Globally it is estimated that between 100 million and one billion individuals are homeless. Notably, however, homelessness data from developing countries are particularly sparse and difficult to collect. Across developed and developing countries, homelessness is often understood through both the narrow lens of accommodations, or lack thereof, and broader perspectives in an effort to inform services and interventions for those affected. For example, while some countries employ a typology based on characteristics of housing quality or on the length of time an individual is homeless, other countries may use a typology based on risk or potential of facing houseless conditions.

There are some emerging cross-cultural categories for understanding homelessness in an international arena. For example, supplementation homelessness, whereby an individual is homeless in response to migration, is quite different from survival homelessness, whereby individuals are homeless because they are searching for improved opportunities. Crisis homelessness, a precipitant of homelessness produced by a crisis (such as a storm, earthquake, or war) is quite different from the previous two. These categories focus more on the etiology for homelessness rather than on factors directly associated with the homeless individuals’ culture, race, or premorbid socioeconomic status.

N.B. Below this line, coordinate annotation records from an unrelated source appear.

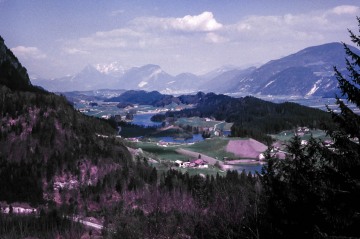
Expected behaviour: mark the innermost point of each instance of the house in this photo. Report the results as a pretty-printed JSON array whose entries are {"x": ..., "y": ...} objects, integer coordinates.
[
  {"x": 179, "y": 163},
  {"x": 17, "y": 208}
]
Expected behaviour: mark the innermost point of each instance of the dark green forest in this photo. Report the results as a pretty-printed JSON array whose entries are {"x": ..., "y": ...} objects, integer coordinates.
[
  {"x": 313, "y": 193},
  {"x": 254, "y": 117}
]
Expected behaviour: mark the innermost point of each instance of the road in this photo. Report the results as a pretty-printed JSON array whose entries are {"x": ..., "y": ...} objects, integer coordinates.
[
  {"x": 87, "y": 223},
  {"x": 209, "y": 159}
]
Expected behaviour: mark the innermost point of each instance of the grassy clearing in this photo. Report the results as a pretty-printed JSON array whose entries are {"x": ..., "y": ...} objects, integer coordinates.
[
  {"x": 162, "y": 153},
  {"x": 289, "y": 134},
  {"x": 214, "y": 147},
  {"x": 196, "y": 122}
]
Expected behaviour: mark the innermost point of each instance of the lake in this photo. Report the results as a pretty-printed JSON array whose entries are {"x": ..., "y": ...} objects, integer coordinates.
[
  {"x": 194, "y": 139},
  {"x": 144, "y": 120}
]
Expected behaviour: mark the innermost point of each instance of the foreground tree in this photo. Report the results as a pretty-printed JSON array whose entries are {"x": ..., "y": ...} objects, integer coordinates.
[{"x": 315, "y": 191}]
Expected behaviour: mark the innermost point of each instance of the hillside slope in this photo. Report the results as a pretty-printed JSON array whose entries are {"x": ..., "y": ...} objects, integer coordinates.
[{"x": 45, "y": 143}]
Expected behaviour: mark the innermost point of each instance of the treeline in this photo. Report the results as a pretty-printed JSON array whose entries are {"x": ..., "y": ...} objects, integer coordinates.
[
  {"x": 253, "y": 117},
  {"x": 184, "y": 206},
  {"x": 44, "y": 225},
  {"x": 41, "y": 136}
]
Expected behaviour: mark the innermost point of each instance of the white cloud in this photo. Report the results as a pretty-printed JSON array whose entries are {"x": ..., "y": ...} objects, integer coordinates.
[
  {"x": 73, "y": 51},
  {"x": 28, "y": 52},
  {"x": 204, "y": 43},
  {"x": 346, "y": 9},
  {"x": 215, "y": 38},
  {"x": 205, "y": 22},
  {"x": 116, "y": 12}
]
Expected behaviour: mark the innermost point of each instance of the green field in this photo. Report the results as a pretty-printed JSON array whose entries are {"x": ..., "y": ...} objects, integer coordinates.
[
  {"x": 214, "y": 147},
  {"x": 288, "y": 135},
  {"x": 196, "y": 122},
  {"x": 162, "y": 153}
]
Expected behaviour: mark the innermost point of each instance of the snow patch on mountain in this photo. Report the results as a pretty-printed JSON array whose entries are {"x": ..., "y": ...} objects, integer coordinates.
[
  {"x": 314, "y": 88},
  {"x": 269, "y": 83},
  {"x": 142, "y": 84}
]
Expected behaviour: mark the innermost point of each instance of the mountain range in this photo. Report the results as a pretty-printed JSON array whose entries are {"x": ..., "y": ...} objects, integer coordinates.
[{"x": 308, "y": 72}]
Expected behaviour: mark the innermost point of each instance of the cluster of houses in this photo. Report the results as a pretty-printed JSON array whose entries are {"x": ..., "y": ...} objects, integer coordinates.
[
  {"x": 71, "y": 184},
  {"x": 16, "y": 208},
  {"x": 195, "y": 163},
  {"x": 301, "y": 131}
]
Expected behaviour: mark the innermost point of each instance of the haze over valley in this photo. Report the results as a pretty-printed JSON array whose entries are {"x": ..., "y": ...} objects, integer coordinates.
[{"x": 179, "y": 119}]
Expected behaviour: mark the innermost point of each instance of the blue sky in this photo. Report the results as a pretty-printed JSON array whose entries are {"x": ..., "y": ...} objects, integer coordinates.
[{"x": 57, "y": 38}]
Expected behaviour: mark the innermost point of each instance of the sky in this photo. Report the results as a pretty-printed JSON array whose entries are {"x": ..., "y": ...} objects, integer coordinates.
[{"x": 58, "y": 38}]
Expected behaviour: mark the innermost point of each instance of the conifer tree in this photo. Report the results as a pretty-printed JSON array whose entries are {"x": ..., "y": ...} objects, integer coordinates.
[{"x": 315, "y": 191}]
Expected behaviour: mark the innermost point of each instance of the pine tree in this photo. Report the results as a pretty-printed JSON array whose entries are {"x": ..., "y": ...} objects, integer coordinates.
[{"x": 315, "y": 191}]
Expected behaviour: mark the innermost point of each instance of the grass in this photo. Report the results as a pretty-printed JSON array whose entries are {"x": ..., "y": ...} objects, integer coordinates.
[
  {"x": 162, "y": 153},
  {"x": 196, "y": 122},
  {"x": 214, "y": 147},
  {"x": 289, "y": 134}
]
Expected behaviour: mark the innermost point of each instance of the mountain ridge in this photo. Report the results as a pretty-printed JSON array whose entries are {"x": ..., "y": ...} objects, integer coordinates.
[{"x": 308, "y": 72}]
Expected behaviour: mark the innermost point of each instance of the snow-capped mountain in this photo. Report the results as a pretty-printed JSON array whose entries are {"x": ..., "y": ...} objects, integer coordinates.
[
  {"x": 308, "y": 72},
  {"x": 115, "y": 69},
  {"x": 88, "y": 79}
]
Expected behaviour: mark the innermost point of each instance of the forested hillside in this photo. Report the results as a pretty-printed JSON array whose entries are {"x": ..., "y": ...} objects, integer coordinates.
[
  {"x": 70, "y": 164},
  {"x": 253, "y": 117}
]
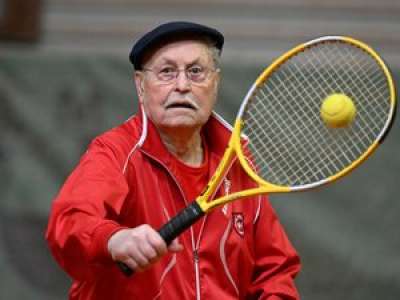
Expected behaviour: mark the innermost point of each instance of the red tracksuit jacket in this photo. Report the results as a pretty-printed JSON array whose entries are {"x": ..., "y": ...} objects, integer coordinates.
[{"x": 124, "y": 180}]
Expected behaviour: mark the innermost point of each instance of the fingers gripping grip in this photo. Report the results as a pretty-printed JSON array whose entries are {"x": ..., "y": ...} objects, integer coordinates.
[{"x": 182, "y": 221}]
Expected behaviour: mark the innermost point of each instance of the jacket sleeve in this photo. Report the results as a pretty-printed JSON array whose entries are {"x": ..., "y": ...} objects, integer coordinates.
[
  {"x": 276, "y": 263},
  {"x": 84, "y": 214}
]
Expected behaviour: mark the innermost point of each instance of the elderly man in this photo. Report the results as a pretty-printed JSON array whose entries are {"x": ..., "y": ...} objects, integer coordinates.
[{"x": 135, "y": 177}]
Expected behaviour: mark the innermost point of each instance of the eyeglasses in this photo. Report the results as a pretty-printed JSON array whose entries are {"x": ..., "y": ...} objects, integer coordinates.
[{"x": 168, "y": 74}]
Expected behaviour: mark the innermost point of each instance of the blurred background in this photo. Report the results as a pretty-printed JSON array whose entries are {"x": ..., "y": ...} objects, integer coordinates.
[{"x": 65, "y": 78}]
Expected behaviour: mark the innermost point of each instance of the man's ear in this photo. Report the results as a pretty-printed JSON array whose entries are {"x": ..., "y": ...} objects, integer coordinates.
[{"x": 139, "y": 83}]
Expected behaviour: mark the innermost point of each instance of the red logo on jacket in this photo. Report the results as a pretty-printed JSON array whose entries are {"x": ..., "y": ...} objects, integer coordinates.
[{"x": 238, "y": 223}]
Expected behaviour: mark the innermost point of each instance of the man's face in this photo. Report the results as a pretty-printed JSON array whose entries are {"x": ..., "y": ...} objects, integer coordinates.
[{"x": 179, "y": 103}]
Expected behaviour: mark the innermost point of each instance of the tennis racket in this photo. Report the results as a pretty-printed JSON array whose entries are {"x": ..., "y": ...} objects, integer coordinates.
[{"x": 278, "y": 128}]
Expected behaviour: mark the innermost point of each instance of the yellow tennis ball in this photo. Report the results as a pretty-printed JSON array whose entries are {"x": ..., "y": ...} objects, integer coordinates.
[{"x": 337, "y": 111}]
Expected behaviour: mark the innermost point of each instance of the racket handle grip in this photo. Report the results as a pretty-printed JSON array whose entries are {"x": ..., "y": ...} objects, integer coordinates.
[
  {"x": 182, "y": 221},
  {"x": 173, "y": 228}
]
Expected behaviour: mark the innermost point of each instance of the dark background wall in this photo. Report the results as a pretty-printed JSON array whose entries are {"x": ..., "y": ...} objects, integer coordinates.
[{"x": 69, "y": 80}]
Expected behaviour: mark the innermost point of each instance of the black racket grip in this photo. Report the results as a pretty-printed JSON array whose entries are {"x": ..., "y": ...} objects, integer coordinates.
[
  {"x": 182, "y": 221},
  {"x": 173, "y": 228}
]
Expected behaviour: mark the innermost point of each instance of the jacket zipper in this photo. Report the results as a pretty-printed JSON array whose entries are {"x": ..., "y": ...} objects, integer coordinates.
[
  {"x": 197, "y": 272},
  {"x": 195, "y": 249}
]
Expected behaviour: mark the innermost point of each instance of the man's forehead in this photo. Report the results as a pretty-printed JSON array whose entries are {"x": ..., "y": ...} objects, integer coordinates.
[{"x": 185, "y": 50}]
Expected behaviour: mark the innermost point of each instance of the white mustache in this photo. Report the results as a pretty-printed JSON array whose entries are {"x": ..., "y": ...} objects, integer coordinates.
[{"x": 188, "y": 100}]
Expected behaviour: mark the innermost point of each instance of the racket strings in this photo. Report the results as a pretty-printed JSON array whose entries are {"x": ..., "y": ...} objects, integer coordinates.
[{"x": 288, "y": 140}]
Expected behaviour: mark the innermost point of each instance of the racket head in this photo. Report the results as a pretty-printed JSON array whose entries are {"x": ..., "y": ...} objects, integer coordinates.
[{"x": 290, "y": 146}]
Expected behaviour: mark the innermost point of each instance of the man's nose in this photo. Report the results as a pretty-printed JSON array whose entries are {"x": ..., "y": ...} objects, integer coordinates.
[{"x": 182, "y": 81}]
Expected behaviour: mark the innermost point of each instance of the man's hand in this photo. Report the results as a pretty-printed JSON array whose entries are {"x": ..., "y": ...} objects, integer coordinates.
[{"x": 139, "y": 247}]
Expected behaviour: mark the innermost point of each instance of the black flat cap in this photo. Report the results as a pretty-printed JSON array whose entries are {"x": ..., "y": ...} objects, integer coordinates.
[{"x": 170, "y": 30}]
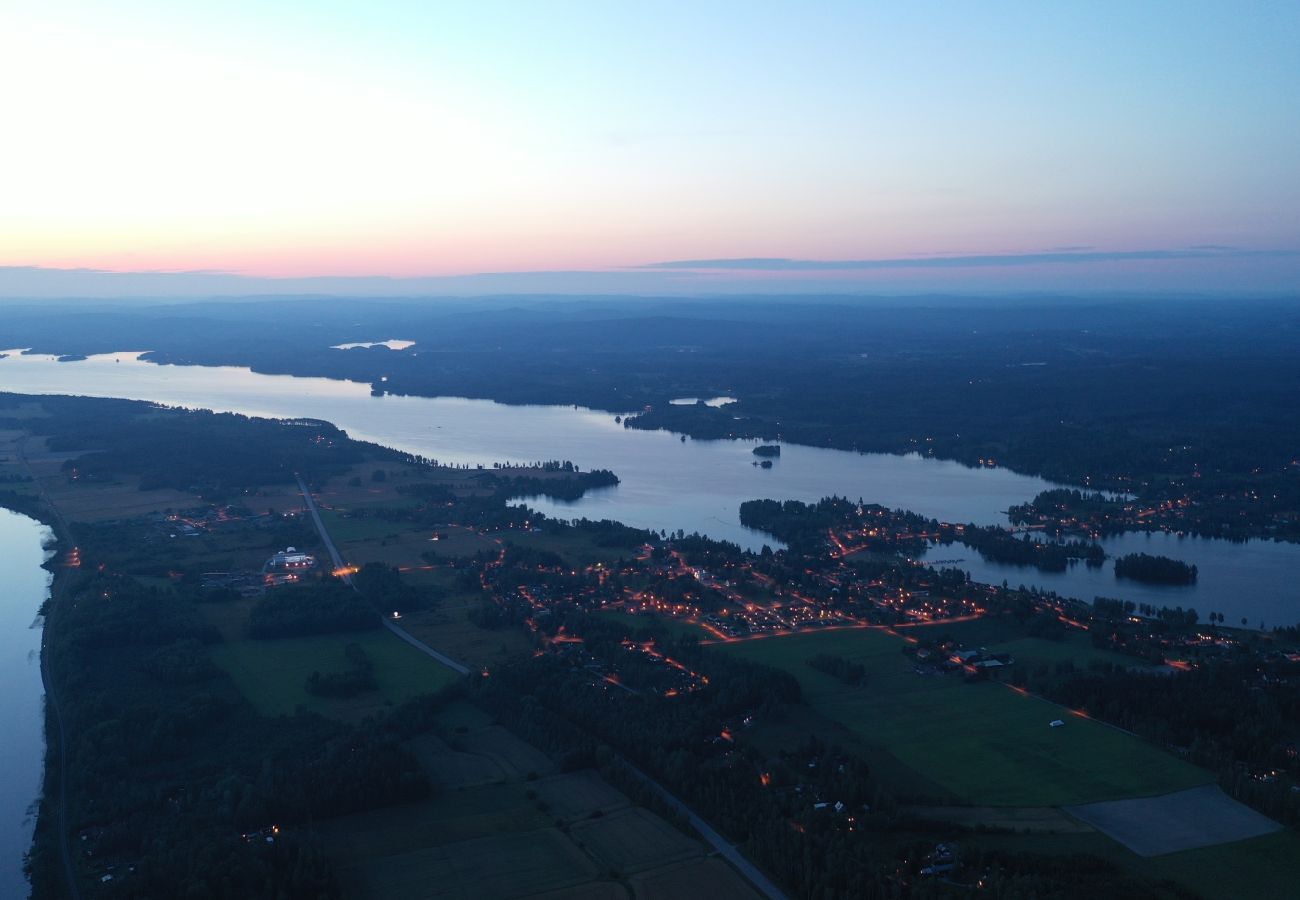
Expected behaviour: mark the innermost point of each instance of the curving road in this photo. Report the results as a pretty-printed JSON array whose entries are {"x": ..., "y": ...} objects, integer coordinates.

From a global perspective, much attention is given to homeless children and adolescents, often referred to as street children. It was estimated that there were 100 million street children worldwide in 1992, with 71 million of these children working and living on the streets full-time, 23 million working and living on the streets part-time, and approximately 7 to 8 million abandoned. While street children are considered among the homeless, the literature makes clear distinctions between homeless adults and homeless children. The most accepted definition of a street child is "any girl or boy for whom the street (in the widest sense of the word, including unoccupied dwellings, wasteland, etc.) has become his or her habitual abode and/or source of livelihood; and who is inadequately protected, supervised, or directed by responsible adults" (Glasser 1994, p. 54).

Such a definition addresses characteristics in addition to physical living arrangements with a broader consideration of a child’s basic needs (that is, need for security and socialization). Similar to the various typologies used to understand global homelessness among adults, a typology has been developed by UNICEF that differentiates street children who live at home and those who do not, which is particularly relevant given that the majority of street children have some contact with their families.

Specifically the literature has found that there are experiential differences between street children who are deemed at high risk of homelessness (that is, the child spends some time in the streets), street children who are in the streets (for example, they spend most of their time in the streets, usually working), and street children who are of the streets (that is, the street is the child’s home). As with the typologies used with homeless adults, these categories may be useful in determining the level and the type of services needed.

Homelessness is an international crisis. The understanding of who is most affected and under what conditions as well as the ability to programmatically remediate the social ills that promote this condition are further limited by the national definitions that are often internally valid but not well generalized internationally.